Как правило, в институтской среде эти дети юга становились всеобщими любимцами при том, что особым усердием в учебе зачастую не отличались. Зато быстро осваивались в столице, покоряли и светскую Москву, и полусветскую, заводили верных друзей в Москве театральной, ресторанной, торговой и, чего греха таить, слегка сомнительной. Ну, хотя бы по части спекуляций и торговли сертификатами.

Года за полтора до защиты диплома легкомысленные южане, не оставляя пленительных плейбойских замашек, что называется, брались за ум. Как в плане успеваемости, так и в смысле обеспечения будущей карьеры. Вступали в партию. В нонконформистской полубогемной среде, где своих за такую предусмотрительность слегка презирали, к посланцам юга особых претензий в этом смысле не возникало. Им даже служба в известном влиятельном ведомстве вольнодумствующими приятелями не ставилась в укор.
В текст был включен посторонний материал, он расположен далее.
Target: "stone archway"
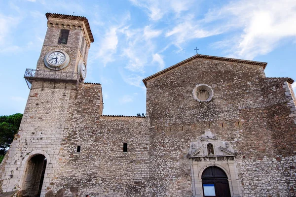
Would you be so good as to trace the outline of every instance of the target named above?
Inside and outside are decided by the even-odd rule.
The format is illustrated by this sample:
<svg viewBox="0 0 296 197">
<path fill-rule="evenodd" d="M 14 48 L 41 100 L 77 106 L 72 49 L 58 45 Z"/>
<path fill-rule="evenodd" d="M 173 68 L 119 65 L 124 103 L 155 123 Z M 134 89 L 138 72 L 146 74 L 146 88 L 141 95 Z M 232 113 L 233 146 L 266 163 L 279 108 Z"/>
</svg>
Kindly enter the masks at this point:
<svg viewBox="0 0 296 197">
<path fill-rule="evenodd" d="M 230 197 L 228 177 L 220 167 L 206 168 L 201 176 L 204 197 Z"/>
<path fill-rule="evenodd" d="M 22 187 L 25 196 L 40 197 L 47 162 L 46 158 L 40 154 L 28 160 Z"/>
</svg>

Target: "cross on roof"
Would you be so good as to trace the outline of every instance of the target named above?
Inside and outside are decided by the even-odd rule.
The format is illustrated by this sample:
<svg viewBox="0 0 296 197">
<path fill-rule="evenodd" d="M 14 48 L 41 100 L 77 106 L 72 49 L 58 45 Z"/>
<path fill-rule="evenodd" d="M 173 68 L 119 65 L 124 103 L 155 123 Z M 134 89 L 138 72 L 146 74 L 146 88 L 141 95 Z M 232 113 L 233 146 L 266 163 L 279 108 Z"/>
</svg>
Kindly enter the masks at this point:
<svg viewBox="0 0 296 197">
<path fill-rule="evenodd" d="M 199 50 L 199 49 L 198 49 L 197 47 L 196 47 L 196 46 L 195 46 L 195 49 L 194 49 L 194 51 L 196 51 L 196 54 L 198 54 L 198 53 L 197 53 L 198 50 Z"/>
</svg>

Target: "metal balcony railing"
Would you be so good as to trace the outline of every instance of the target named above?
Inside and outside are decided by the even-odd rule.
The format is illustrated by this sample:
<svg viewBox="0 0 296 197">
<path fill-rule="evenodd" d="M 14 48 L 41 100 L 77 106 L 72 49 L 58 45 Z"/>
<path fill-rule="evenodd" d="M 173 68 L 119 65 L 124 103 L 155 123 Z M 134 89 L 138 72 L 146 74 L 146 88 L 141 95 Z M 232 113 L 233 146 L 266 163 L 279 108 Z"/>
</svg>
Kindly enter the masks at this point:
<svg viewBox="0 0 296 197">
<path fill-rule="evenodd" d="M 33 81 L 40 79 L 44 81 L 76 82 L 79 83 L 78 72 L 63 72 L 56 70 L 38 70 L 27 68 L 24 78 L 29 89 Z"/>
</svg>

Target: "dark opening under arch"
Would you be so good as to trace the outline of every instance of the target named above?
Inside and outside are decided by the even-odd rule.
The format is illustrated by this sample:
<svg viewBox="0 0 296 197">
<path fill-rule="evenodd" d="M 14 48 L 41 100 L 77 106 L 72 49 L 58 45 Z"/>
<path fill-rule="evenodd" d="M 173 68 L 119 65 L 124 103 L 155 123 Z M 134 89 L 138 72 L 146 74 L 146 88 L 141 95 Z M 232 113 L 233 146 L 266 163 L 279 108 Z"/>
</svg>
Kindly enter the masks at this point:
<svg viewBox="0 0 296 197">
<path fill-rule="evenodd" d="M 227 175 L 220 167 L 210 166 L 206 168 L 201 179 L 204 196 L 230 197 Z"/>
<path fill-rule="evenodd" d="M 46 167 L 46 158 L 41 154 L 34 155 L 28 161 L 22 190 L 25 196 L 40 197 Z"/>
</svg>

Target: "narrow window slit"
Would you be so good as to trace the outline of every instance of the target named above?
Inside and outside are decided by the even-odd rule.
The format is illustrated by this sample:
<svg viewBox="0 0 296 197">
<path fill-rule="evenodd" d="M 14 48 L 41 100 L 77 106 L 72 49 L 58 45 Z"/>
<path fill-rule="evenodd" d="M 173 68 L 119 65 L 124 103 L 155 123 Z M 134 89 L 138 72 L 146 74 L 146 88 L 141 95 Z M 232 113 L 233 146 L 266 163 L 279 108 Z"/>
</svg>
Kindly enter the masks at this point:
<svg viewBox="0 0 296 197">
<path fill-rule="evenodd" d="M 67 44 L 70 32 L 69 30 L 61 30 L 58 44 Z"/>
<path fill-rule="evenodd" d="M 127 152 L 127 143 L 123 143 L 123 152 Z"/>
</svg>

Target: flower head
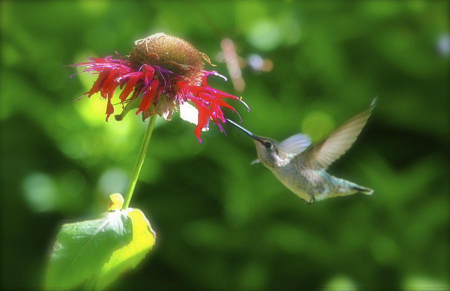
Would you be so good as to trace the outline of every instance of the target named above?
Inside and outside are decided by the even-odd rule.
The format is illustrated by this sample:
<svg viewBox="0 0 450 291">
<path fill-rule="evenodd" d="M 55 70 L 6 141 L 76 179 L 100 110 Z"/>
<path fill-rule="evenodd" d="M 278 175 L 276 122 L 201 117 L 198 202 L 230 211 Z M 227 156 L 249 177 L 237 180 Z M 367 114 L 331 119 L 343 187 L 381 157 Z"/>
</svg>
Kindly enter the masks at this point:
<svg viewBox="0 0 450 291">
<path fill-rule="evenodd" d="M 236 112 L 223 98 L 240 98 L 208 85 L 209 75 L 226 79 L 215 71 L 204 70 L 204 60 L 210 64 L 208 56 L 188 42 L 162 33 L 136 40 L 134 44 L 130 55 L 120 59 L 112 55 L 89 57 L 88 61 L 72 65 L 98 75 L 90 90 L 78 99 L 100 92 L 107 100 L 106 121 L 114 112 L 112 99 L 118 87 L 123 89 L 118 98 L 124 108 L 121 114 L 115 116 L 118 120 L 124 118 L 129 106 L 137 107 L 136 114 L 141 113 L 142 120 L 154 114 L 169 120 L 174 110 L 190 101 L 198 111 L 196 120 L 192 122 L 196 123 L 194 133 L 200 142 L 200 131 L 208 129 L 212 120 L 223 131 L 220 123 L 226 120 L 221 107 Z"/>
</svg>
Почему я об этом вспомнил? А потому, что встретил недавно старого приятеля, некогда блиставшего на московском молодежном небосклоне. Бывший однокурсник давно уже живет и процветает в Европе. Разговор, однако, во время вечера встречи зашел не о прелестях европейской жизни, а о тех бедах и неприятностях, которые к всеобщей досаде осложняют отношения между нашими, как принято было считать, некогда братскими и духовно близкими народами. Вот тут-то давний приятель, искуснейший тамада и тонкий житейский дипломат, удивил товарищей вовсе не застольным прямодушием: «О каком братстве вы говорите, слушай! О какой дружбе! Не было их никогда! Так, некоторые симпатии диссидентствующей интеллигенции!» Старые друзья опешили. Не то чтобы они так уж свято верили былым лозунгам и клятвам и уж тем более традиционно высокопарным речам с бокалом в руках во время всякого рода праздничных дней, недель, декад, фестивалей и юбилеев. Но все-таки стереотип в высшей степени приязненных отношений, слегка подправленных дружеской иронией, владел их умами.
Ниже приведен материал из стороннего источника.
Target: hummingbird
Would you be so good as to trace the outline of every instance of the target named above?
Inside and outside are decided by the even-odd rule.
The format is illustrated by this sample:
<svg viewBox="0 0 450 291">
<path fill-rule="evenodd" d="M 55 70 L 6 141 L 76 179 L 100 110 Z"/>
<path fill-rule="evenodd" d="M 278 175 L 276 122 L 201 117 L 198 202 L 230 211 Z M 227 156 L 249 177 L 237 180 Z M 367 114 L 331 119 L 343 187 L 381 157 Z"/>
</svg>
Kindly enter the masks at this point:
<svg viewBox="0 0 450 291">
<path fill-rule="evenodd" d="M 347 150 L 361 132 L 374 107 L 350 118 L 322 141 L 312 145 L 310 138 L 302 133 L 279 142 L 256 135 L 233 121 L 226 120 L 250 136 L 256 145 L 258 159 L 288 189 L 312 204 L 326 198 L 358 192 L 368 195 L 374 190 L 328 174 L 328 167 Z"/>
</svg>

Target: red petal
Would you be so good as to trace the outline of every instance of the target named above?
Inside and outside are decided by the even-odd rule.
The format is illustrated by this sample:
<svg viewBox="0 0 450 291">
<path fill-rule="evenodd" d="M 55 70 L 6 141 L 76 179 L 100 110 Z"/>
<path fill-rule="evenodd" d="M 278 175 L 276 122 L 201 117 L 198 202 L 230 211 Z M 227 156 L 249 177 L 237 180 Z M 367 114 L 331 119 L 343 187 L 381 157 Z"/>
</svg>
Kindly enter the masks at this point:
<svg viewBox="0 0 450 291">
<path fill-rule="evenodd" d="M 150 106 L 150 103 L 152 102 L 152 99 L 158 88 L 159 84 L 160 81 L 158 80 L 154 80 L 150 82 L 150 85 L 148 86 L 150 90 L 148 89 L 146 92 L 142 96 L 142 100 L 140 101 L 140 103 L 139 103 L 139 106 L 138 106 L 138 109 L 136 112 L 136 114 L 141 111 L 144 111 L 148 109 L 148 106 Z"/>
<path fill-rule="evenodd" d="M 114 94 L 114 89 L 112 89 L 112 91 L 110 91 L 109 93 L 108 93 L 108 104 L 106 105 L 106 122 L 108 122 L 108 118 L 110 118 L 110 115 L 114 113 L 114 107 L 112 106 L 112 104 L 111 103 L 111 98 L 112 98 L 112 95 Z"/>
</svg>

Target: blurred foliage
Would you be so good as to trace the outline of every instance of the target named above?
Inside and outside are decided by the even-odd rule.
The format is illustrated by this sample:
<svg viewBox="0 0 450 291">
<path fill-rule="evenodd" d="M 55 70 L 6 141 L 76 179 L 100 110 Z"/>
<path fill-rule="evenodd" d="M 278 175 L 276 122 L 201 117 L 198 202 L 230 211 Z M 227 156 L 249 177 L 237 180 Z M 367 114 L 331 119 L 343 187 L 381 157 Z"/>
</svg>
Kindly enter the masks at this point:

Однако, с другой стороны, как же не верить корректному нынешнему европейцу, который всем этим тостам, здравицам, пожеланиям и клятвам знал истинную цену. И, без сомнения, понимал, какой после великолепного спича на русском языке произносился для своих a part на языке родном. Полагаю, многие из бывших советских граждан испытывают подобное мучительное душевное смятение.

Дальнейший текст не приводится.